Fabry disease is a rare, X-linked, monogenic disorder caused by
mutations in the GLA gene that results in storage and accumulation of
lipids and leads to debilitating effects on a wide range of organs and
systems, including the heart. Current enzyme replacement therapy
partially clears accumulated lipids from the endothelial cells of
affected organs; however, clearance in other cell types, including
cardiomyocytes, appears incomplete. As a result, heart disease is the
most common cause of mortality in these patients. 4DMT’s Fabry product
candidate, 4D-310, aims to preferentially express the GLA enzyme in
cardiomyocytes, in addition to other tissues including kidney and liver,
to directly address the cause of Fabry-related heart disease.

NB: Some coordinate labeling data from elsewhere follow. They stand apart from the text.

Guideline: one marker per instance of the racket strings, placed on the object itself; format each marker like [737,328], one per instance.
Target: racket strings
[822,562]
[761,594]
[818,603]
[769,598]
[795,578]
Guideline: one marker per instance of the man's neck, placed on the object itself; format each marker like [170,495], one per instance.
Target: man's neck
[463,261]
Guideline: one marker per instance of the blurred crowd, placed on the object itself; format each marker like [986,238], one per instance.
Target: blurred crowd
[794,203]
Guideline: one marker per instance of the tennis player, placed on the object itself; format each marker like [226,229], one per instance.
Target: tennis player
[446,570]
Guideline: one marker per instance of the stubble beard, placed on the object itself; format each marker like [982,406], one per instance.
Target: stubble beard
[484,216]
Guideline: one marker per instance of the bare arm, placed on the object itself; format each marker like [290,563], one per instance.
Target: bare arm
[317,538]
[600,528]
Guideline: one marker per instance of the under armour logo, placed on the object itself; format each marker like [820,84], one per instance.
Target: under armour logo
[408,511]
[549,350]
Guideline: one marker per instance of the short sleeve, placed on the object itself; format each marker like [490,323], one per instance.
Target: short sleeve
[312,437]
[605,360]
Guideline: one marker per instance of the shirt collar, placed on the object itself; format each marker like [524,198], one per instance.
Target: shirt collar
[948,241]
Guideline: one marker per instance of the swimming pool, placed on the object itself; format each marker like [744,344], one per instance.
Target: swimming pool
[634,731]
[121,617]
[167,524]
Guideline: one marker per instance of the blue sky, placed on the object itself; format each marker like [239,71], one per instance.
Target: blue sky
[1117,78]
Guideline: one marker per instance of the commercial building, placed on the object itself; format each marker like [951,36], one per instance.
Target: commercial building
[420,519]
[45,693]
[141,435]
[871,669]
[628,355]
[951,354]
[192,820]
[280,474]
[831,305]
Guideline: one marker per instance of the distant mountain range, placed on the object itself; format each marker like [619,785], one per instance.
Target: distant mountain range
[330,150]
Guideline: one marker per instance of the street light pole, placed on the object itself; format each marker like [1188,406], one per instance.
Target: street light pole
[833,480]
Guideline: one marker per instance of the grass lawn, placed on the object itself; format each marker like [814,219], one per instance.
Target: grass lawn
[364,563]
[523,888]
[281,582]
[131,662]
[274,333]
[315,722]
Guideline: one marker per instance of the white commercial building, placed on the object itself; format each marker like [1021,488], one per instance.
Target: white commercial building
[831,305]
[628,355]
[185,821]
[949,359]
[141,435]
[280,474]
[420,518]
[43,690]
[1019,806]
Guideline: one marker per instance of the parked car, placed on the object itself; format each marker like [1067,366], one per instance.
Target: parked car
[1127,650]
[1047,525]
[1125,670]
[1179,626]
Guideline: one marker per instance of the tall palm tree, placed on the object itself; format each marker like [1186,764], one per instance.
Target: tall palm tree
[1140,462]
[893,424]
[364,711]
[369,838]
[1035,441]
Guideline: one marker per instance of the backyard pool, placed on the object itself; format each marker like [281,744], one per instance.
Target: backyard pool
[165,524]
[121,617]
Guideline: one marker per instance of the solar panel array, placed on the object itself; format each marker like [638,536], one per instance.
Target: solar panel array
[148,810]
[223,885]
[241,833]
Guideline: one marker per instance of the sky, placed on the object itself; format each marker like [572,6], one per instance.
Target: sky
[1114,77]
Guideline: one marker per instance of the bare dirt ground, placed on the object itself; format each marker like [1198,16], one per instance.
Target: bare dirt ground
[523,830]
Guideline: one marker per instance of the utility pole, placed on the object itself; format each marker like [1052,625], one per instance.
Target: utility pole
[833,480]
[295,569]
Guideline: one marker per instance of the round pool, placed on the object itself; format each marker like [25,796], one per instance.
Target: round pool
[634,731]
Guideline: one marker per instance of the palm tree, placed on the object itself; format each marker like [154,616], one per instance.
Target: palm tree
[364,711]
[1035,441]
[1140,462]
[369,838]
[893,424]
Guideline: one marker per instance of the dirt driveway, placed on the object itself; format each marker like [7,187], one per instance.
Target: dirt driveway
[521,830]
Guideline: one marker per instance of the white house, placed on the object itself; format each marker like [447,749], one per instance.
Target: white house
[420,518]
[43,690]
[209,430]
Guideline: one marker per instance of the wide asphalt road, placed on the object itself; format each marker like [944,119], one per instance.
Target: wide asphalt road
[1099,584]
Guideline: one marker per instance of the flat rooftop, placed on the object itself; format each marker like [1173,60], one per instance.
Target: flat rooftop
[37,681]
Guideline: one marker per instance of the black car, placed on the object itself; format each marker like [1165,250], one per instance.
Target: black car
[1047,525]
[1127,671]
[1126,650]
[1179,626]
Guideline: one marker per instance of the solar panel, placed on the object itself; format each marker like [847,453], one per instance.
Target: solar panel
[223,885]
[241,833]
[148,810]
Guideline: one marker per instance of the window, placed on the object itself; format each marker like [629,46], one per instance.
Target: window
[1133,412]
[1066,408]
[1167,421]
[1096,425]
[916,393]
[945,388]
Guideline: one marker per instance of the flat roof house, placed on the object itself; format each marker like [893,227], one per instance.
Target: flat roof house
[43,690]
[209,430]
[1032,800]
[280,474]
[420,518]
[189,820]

“The data generated using the novel vector, 4D-C102, and the 4D-310
Fabry product candidate using that vector, helps validate 4DMT’s
Therapeutic Vector Evolution approach for in vivo cardiac tissue
targeting. This data package also provides the basis of a preclinical
data package that we believe will enable commencement of clinical
development of our Fabry product candidate,” said Dr. Gabriel Brooks, VP
Clinical Research and Development, and Program Leader, Neuromuscular and
LSD Therapeutic Areas at 4DMT.

“4DMT is building upon our Therapeutic Vector Evolution platform with
the goal of ultimately bringing gene therapy products to patients with
severe genetic diseases. We are pleased to present these data as an
early demonstration of our platform’s ability to potentially address
neuromuscular diseases,” said Dr. Peter Francis, Chief Medical Officer
at 4DMT.

A copy of the poster presentation can be found in the “Investors & News”
section of the company website, under “Events & Presentations”: www.4dmoleculartherapeutics.com

About 4D Molecular Therapeutics

4DMT is focused on the discovery and development of targeted, customized
and proprietary next-generation AAV gene therapy products for use in
patients with severe genetic diseases with high unmet medical need.
4DMT’s robust discovery platform, termed Therapeutic Vector Evolution,
empowers it to create customized gene delivery vehicles that can be
designed to deliver genes specifically to any tissue or organ in the
body, by optimal clinical routes of administration, at lower doses and
with resistance to pre-existing antibodies. 4DMT believes the product
candidates it has in development may enable it to treat both rare
genetic diseases and complex large market diseases. 4DMT is creating a
diverse and deep product pipeline through its own internal 4DMT
products, as well as partnered programs.

About 4DMT’s Therapeutic Vector Evolution

4DMT is advancing the field of targeted and optimized AAV vector
technology by deploying principles of evolution and natural selection to
create vectors that are designed to efficiently and selectively target
the desired cells within the diseased human organ via clinically optimal
routes of administration, at manageable doses and with resistance to
pre-existing antibodies in the population. 4DMT’s Therapeutic Vector
Evolution platform can deploy over 35 unique and proprietary AAV
libraries comprised of an estimated 1 billion vector capsid sequences.
After defining the target product profile, and the associated target
vector profile, 4DMT then applies proprietary methods to identify lead
vectors from within our AAV libraries. The result is a customized,
novel, and proprietary pharmaceutical-grade product candidate designed
for targeted therapeutic gene delivery and efficacy in humans.